NAACP Suing Pennsylvania, Claiming Method Of Counting Prisoners Dilutes African-American Political Clout
PITTSBURGH (KDKA) -- Right now, the 46,000 people in state prisons are residents of the communities in which those prisons are located, instead of their home towns.
It's called prison-based gerrymandering, and critics say it's illegal.
"Prison-based gerrymandering is what happens when states decide to allocate individuals on the basis of where they happen to be at the time, not on the basis of their hometown," says University of Pittsburgh political science Prof. Chris Bonneau.
Bonneau said this disproportionately affects African Americans.
"African Americans are only 11 percent of the population, but they are 46 percent of the incarcerated population," Bonneau said.
The NAACP argues that by counting black prisoners as residents of all-white rural areas, instead of their home communities, you essentially dilute the political clout of African Americans and violate the state Constitution.
And that hurts urban areas like Pittsburgh, which need more people to increase eligibility for government dollars and more.

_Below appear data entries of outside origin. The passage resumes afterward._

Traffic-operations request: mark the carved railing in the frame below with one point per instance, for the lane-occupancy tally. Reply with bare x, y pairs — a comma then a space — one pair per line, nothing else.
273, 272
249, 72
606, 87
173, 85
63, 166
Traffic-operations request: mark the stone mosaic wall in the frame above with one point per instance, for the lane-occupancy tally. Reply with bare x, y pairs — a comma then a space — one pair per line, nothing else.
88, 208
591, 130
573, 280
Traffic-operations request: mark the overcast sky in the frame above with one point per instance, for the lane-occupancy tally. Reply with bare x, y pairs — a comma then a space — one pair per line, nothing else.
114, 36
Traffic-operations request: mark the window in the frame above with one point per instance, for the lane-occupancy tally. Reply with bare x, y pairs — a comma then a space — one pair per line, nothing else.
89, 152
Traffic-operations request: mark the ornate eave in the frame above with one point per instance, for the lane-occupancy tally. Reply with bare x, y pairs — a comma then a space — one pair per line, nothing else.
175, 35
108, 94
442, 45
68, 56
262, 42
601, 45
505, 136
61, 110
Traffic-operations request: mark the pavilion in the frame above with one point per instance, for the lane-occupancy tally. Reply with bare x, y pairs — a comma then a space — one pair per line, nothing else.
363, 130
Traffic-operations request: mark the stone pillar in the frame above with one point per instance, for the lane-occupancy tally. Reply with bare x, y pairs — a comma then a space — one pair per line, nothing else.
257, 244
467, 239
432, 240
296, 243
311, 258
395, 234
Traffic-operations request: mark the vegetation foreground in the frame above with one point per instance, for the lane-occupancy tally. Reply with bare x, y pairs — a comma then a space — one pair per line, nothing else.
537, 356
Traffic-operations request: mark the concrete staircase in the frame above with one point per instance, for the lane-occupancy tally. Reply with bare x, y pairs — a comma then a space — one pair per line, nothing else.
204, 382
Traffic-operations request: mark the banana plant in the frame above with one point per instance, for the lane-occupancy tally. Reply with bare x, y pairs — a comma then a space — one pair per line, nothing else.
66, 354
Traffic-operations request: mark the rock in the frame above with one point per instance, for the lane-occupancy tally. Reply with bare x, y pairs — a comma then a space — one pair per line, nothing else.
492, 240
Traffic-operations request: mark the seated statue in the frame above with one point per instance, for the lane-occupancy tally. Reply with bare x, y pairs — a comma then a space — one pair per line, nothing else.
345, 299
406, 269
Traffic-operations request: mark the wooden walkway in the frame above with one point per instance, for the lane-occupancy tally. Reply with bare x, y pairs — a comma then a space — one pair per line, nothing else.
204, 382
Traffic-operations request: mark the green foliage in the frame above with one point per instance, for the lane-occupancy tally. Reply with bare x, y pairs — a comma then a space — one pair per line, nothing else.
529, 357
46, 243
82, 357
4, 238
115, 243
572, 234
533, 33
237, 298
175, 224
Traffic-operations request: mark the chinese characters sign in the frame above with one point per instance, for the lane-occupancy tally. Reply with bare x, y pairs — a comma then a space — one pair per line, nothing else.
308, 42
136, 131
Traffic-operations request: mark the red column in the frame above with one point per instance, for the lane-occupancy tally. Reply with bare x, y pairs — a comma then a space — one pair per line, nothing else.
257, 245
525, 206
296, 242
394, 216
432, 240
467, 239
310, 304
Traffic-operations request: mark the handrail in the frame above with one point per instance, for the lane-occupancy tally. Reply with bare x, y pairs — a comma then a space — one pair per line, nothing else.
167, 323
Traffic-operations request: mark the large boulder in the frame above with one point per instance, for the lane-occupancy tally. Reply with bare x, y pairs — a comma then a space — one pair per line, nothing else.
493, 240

"If there are fewer residents, that means when you are drawing legislative districts, these people are going to be undercounted even though this is where these people live," said Bonneau.
The 70-page complaint filed in Commonwealth Court alleges that the current system arbitrarily inflates the political power of white voters in rural areas at the expense of minority voters in Pittsburgh and Philadelphia.

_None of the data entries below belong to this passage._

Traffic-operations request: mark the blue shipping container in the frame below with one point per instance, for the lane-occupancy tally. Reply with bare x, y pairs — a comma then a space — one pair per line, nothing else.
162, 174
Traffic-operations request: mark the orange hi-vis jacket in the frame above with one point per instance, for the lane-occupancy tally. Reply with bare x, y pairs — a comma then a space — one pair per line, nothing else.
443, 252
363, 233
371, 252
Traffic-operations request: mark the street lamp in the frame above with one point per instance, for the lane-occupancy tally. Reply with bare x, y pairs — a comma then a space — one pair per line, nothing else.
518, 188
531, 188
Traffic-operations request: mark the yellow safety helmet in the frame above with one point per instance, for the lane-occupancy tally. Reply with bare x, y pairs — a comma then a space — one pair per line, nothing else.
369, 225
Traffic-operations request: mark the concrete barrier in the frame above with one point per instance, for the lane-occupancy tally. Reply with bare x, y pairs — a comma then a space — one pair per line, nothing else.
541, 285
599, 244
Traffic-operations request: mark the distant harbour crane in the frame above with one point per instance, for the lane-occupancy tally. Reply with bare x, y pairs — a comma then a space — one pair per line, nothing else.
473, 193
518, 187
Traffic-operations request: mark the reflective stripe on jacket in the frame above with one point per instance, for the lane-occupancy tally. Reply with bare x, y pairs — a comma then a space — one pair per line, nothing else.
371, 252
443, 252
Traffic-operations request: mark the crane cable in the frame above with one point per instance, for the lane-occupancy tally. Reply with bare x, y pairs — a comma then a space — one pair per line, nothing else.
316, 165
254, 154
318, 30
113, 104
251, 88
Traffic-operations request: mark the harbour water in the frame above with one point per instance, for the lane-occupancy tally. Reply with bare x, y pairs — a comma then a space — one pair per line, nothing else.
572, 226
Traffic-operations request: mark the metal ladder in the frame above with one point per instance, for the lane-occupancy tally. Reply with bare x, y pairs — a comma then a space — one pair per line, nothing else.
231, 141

While the NAACP is asking the state courts to intervene in Pennsylvania, at least five states have outlawed prison-based gerrymandering: California, Delaware, Maryland, New York, and Washington.
This is not about voting since every state except Maine & Vermont forbids felons in prison serving their time from voting while in prison, said Bonneau.
It's about where to count individuals who are entitled to be counted.